From: "Chris Santerre" <[EMAIL PROTECTED]>
-----Original Message-----
From: jo3 [mailto:[EMAIL PROTECTED]
Hi,
This is an observation, please take it in the spirit in which it is
intended, it is not meant to be flame bait.
After using spamassassin for six solid months, it seems to me
that the
bayes process (sa-learn [--spam | --ham]) has only very
limited success
in learning about new spam. Regardless of how many spams and
hams are
submitted, the effectiveness never goes above the default
level which,
in our case here, is somewhere around 2 out of 3 spams correctly
identified. By the same token, after adding the "third party" rule,
airmax.cf, the effectiveness went up to 99 out of 100 spams correctly
identified.
I have long said that IMHO, I do not think bayes is worth it. Left
unattended, it isn't as good. A simple rule can take out a lot of spam. Some
may say rule writing is more complicated then training bayes. Maybe. Not so
much the rule writing, but the figuring out what to look for and testing for
FPs.
I do not run Bayes for our company. Obviously I'm partial to URIBL.com and
SARE rules ;) I get about 98% of spam caught, and little FPs.

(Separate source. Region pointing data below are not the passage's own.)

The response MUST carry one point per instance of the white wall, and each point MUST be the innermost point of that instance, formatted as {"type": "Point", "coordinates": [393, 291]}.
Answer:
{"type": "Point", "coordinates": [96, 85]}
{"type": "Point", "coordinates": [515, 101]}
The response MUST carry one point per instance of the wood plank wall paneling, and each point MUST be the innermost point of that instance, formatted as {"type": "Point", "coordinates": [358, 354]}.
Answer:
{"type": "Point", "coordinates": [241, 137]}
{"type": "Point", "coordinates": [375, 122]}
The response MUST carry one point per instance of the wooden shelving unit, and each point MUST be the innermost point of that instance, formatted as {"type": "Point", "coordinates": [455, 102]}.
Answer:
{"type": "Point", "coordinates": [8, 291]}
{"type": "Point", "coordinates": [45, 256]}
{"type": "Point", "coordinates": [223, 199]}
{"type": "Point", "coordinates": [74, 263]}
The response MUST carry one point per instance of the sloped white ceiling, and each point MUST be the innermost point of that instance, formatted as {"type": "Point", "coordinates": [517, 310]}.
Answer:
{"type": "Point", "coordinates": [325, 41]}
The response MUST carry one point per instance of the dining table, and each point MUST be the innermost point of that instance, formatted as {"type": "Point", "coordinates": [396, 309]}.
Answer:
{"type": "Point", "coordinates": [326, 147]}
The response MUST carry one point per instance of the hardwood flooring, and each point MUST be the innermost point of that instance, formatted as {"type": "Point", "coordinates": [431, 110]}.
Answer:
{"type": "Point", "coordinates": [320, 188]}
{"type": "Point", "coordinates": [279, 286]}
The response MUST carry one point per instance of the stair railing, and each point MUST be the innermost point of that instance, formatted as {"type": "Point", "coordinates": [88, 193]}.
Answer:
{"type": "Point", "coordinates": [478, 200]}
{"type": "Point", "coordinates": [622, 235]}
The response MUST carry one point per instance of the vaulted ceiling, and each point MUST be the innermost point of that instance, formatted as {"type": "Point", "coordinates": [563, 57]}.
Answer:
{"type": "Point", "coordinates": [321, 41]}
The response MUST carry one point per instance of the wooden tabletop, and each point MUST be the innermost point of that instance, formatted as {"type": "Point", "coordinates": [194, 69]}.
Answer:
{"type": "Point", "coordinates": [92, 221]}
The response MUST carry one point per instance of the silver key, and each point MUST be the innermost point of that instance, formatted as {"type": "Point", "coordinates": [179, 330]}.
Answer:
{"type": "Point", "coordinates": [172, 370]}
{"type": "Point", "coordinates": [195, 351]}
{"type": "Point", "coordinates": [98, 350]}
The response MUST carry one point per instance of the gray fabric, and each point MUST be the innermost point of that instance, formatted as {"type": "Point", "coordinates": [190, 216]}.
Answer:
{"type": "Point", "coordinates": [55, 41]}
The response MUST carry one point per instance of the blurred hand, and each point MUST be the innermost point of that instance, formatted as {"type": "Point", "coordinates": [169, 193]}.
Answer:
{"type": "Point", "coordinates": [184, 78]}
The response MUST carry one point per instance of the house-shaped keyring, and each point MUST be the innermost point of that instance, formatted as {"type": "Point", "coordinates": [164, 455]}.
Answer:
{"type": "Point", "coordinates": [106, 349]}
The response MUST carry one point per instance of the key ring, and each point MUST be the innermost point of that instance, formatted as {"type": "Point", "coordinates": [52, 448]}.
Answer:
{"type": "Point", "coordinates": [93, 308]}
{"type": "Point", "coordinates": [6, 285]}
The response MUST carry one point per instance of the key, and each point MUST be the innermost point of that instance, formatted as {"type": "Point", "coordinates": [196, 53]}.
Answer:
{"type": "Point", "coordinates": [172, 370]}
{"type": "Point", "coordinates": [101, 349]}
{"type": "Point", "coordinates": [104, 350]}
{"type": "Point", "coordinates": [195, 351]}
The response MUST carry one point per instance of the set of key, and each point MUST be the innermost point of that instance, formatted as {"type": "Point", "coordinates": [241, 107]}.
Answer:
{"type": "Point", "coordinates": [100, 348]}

This is going to sound like tooting our own horn, but so be it. Before SARE,
Bayes was cool. After SARE, I see no need.
Autolearning Bayes is not really very good based on what people here
seem to say. I do note that I raised by BAYES_99 score to 5. If BAYES_99
hits the odds that the message is spam are so high that it's silly to
give BAYES_99 a low score, theoretical nonsense notwithstanding.
If you apply the wrong statistical theory with the wrong conceptual
criteria the math or theory may be good but the results are trash. For
an existing spam database the rule setup that exists is probably quite
good. If 99 hits then other rules probably hit as well. This leads to
artificially lowering the 99 score. Then when a new technique hits that
Bayes can recognize but nothing else does comes along the message floats
on through. At least on this system 99 misses once in 2000 to 10000
times. Most of those times other very light whitelisting rules let the
messages come through. Probably the right score for more general use
would be 4.95 or something such that if any other rule hits it's dinged
as spam. It depends on your spam tolerance compared to your tolerance
for sorting spam by score and looking at the few that are marginal.
Anyway, making that ONE change made the already good results I was getting
with SARE and BAYES combined quite a bit better. Missed spam went down
almost a factor of 10 and tagged ham went up by about 1 in 10,000 or
less. (I can't remember the last time I got a ham marked as spam on
the sole basis of BAYES_99 with a score of 5 that I had to fetch out of
the spam folder.) I take this as a proof of concept that penalizing a
rule for being too good is ridiculous on its face, statistical theories
notwithstanding. I maintain this is a positive indication that either
the criteria, the chosen statistical approach, or both are wrong.
It might be entertaining to setup "stock" BAYES on your system, Chris,
with all BAYES scores being very very low, 0.01 or something. Then run
the SARE version of sa_stats.pl to see what the "goodness" of each
BAYES level really is. From that you can guesstimate some scores that
might improve your system. I'd be really interested to see what the
autolearn BAYES really can perform like when it's used in your sort
of environment. I know for my environment it's silly to use it due to
the automated mis-learning on marginal messages. (Either it learns
wrong or not at all on the most critical portions of the email load,
the marginal messages.)
{^_^} Joanne steps down off her soapbox yet again.